Chinese author Mo Yan has been awarded this year’s Nobel prize for literature.
The Swedish Academy said the 57-year-old had been awarded the prize for works which merged qualities of "hallucinatory realism" with folk tales, history and the contemporary.
"He has such a damn unique way of writing. If you read half a page of Mo Yan you immediately recognise it as him," said Peter Englund, head of the academy. He said Mo had been told of the award.
Mo Yan, whose pen name translates to "don't speak" in Chinese, (his real name is Guan Moye) is the son of a coal miner and grew up in a poor family in Gaomi township in Shandong, a locale he draws on for material in many of his novels.
He is the second Chinese author to win the prize since Gao Xingjian, who took French citizenship several years before, won in 2000.
"He was at home with his dad. He said he was overjoyed and terrified," Mr Englund told Swedish television.
The award citation said Mo used a mixture of fantasy and reality, historical and social perspectives to create a world which was reminiscent of the writings of William Faulkner and Gabriel Garcia Marquez. At the same time, he found a "departure point in old Chinese literature and in oral tradition", the academy said.
Mo is best known in the West for Red Sorghum, which portrayed the hardships endured by farmers in the early years of communist rule. His titles also include Big Breasts and Wide Hips and The Republic of Wine.

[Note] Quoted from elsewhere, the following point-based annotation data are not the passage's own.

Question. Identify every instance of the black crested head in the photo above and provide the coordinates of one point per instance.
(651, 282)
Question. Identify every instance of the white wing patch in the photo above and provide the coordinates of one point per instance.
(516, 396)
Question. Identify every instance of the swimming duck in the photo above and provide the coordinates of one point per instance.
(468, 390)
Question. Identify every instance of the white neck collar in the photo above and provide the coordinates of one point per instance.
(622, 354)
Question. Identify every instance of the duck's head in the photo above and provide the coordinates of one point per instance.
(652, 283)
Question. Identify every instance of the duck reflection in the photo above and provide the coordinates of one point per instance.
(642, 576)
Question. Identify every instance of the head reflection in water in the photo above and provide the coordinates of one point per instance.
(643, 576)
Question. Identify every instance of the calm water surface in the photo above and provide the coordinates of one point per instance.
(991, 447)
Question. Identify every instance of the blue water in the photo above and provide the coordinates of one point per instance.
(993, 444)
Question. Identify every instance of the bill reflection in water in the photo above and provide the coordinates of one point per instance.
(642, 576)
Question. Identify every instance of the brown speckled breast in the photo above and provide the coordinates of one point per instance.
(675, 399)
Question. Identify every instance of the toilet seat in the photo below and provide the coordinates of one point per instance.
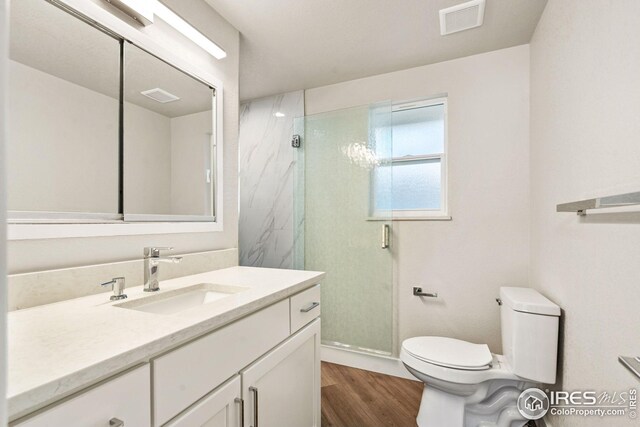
(449, 353)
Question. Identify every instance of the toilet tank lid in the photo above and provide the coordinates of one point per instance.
(528, 300)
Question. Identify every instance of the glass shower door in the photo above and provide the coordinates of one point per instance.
(341, 188)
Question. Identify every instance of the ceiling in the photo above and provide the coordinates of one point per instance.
(299, 44)
(51, 40)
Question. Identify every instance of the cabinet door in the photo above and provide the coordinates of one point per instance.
(123, 401)
(220, 408)
(282, 389)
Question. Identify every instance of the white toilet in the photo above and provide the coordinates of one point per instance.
(466, 385)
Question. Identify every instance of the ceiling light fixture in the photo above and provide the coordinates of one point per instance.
(171, 18)
(144, 11)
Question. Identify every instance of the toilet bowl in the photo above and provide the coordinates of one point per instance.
(468, 386)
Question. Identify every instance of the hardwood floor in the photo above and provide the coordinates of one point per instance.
(356, 398)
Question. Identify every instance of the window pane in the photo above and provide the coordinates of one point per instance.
(418, 131)
(417, 185)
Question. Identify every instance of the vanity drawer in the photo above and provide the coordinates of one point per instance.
(126, 398)
(305, 307)
(186, 374)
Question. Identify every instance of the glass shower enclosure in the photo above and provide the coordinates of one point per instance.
(342, 187)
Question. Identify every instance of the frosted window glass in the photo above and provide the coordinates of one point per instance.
(417, 185)
(418, 131)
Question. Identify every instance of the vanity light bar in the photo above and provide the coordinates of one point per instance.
(171, 18)
(144, 11)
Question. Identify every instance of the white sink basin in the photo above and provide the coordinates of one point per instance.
(172, 302)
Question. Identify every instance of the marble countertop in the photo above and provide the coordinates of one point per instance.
(58, 349)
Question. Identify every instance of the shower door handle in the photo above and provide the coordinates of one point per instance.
(385, 236)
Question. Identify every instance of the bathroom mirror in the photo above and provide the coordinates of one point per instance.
(64, 79)
(169, 147)
(101, 130)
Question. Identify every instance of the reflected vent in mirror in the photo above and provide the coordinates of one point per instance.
(160, 95)
(461, 17)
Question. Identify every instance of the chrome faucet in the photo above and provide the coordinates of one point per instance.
(117, 286)
(151, 260)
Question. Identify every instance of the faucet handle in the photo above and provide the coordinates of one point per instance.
(117, 285)
(154, 251)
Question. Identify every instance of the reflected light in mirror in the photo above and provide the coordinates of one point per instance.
(171, 18)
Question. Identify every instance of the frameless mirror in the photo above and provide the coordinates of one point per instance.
(169, 143)
(62, 154)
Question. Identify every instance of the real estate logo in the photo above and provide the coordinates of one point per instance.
(533, 403)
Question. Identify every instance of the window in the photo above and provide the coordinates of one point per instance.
(418, 163)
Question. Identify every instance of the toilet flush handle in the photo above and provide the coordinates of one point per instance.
(417, 291)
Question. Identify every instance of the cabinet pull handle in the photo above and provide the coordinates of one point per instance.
(240, 402)
(385, 236)
(309, 307)
(255, 405)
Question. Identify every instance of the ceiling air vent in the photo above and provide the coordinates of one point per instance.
(461, 17)
(160, 95)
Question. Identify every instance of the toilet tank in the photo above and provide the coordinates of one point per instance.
(530, 333)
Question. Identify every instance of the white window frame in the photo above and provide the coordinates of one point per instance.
(426, 214)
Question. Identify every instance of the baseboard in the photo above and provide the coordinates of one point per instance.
(376, 363)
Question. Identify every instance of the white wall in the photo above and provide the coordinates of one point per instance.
(47, 254)
(61, 131)
(190, 149)
(585, 142)
(4, 19)
(147, 161)
(486, 245)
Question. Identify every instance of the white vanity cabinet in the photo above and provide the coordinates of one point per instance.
(221, 408)
(282, 389)
(121, 402)
(260, 370)
(185, 375)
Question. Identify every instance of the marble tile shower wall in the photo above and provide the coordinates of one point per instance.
(266, 226)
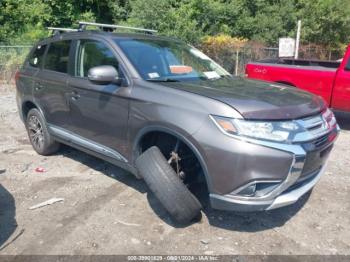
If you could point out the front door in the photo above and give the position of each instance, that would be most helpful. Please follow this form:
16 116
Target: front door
50 90
341 91
99 112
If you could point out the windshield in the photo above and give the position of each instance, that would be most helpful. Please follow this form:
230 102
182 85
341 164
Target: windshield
162 60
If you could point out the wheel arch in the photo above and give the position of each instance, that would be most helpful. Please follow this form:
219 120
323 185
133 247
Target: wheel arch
182 136
27 106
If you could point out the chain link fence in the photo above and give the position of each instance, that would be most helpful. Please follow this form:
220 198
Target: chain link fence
11 58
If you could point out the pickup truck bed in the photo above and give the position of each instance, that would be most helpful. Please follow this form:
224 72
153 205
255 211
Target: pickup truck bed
328 79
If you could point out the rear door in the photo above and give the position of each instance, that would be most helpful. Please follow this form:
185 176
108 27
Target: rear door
99 112
50 90
341 90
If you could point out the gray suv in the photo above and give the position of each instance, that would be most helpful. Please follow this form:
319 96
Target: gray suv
170 115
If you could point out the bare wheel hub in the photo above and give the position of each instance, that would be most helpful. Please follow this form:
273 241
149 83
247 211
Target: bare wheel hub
36 132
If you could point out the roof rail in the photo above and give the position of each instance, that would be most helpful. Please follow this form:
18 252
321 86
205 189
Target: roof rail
105 27
58 30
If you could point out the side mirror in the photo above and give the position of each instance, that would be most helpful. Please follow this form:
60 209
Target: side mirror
104 75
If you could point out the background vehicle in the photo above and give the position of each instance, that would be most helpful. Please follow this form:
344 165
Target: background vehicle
330 80
170 115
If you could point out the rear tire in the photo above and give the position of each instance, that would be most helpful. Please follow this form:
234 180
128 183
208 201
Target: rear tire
169 189
41 140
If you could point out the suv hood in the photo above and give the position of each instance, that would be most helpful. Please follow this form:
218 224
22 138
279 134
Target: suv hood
256 99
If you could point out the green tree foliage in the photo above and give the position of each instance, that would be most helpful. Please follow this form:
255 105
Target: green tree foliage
324 21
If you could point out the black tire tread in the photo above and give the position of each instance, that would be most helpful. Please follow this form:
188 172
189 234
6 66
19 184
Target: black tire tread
50 145
169 189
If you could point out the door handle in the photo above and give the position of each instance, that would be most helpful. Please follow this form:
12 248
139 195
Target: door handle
38 86
75 95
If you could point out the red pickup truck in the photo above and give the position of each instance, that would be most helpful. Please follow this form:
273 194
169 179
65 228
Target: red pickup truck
330 80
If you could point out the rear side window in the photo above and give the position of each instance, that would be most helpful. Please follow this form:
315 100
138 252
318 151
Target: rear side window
36 58
57 56
92 53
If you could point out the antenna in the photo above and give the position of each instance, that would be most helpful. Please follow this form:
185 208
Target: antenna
105 27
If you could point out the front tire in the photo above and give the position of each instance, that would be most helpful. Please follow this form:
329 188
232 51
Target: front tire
169 189
41 140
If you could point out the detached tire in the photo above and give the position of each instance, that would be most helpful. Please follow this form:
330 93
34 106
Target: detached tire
169 189
40 138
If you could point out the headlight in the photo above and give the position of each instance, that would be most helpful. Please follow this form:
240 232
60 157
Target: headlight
281 131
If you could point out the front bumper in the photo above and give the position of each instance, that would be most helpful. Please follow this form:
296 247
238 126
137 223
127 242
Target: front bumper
308 165
229 202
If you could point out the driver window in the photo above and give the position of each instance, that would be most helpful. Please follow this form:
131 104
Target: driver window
93 53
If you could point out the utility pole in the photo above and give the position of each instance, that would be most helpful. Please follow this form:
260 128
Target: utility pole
297 42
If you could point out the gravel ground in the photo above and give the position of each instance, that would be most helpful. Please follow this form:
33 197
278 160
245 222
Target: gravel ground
107 211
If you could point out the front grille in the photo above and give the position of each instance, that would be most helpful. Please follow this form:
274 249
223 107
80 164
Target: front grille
321 141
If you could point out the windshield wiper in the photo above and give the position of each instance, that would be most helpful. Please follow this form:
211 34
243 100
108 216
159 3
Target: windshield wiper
162 80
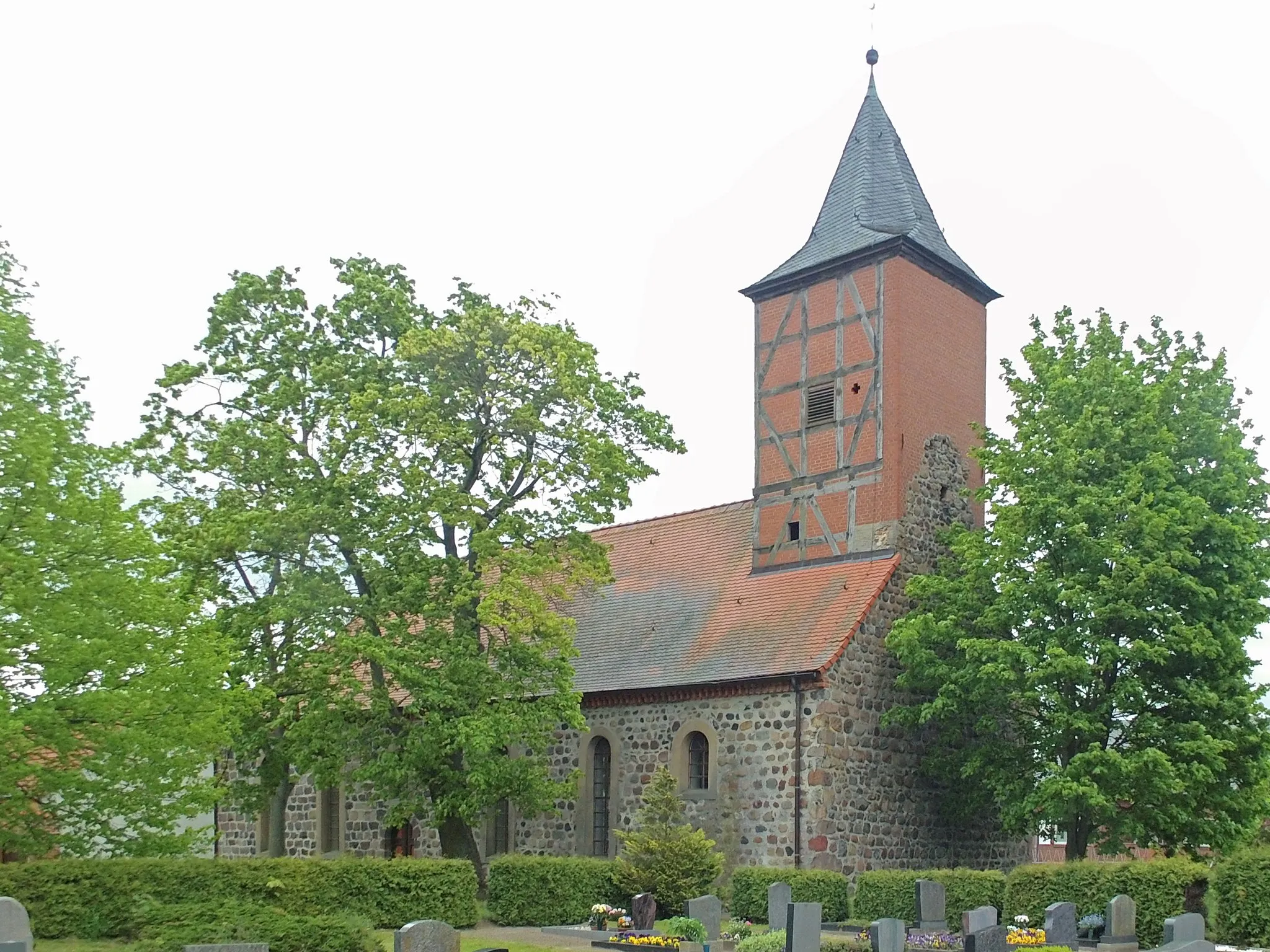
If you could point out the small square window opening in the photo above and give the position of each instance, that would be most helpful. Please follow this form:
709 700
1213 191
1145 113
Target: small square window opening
819 405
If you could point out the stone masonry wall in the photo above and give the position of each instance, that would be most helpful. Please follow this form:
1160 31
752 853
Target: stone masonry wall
362 826
868 804
865 803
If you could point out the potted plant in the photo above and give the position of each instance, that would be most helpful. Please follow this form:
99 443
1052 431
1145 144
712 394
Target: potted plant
601 913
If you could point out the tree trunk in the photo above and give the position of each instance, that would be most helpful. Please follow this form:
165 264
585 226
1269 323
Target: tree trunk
459 842
278 814
1077 839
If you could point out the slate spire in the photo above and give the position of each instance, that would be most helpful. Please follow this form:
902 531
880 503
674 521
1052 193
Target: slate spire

Mo Yan left school at age 10 in order to work, and after the cultural revolution ended in 1976 he became a writer for the People's Liberation Army, finally leaving in 1997, said Howard Goldblatt, who has translated many of his books into English.
Goldblatt describes him as "voracious reader and autodidact," and a "born story teller." He says Mo Yan's work would appeal to fans of both Francois Rabelais and Edgar Allen Poe.
Last year's Nobel literature prize went to Swedish poet and psychologist Tomas Tranströmer.
Winners in the last decade have included Peruvian author Mario Vargas Llosa in 2010, Turkish author Orhan Pamuk in 2006 and John M Coetzee of South Africa in 2003.
The 8 million-krona (€900,000) Nobel literature prize was created in the will of Alfred Nobel and first awarded in 1901.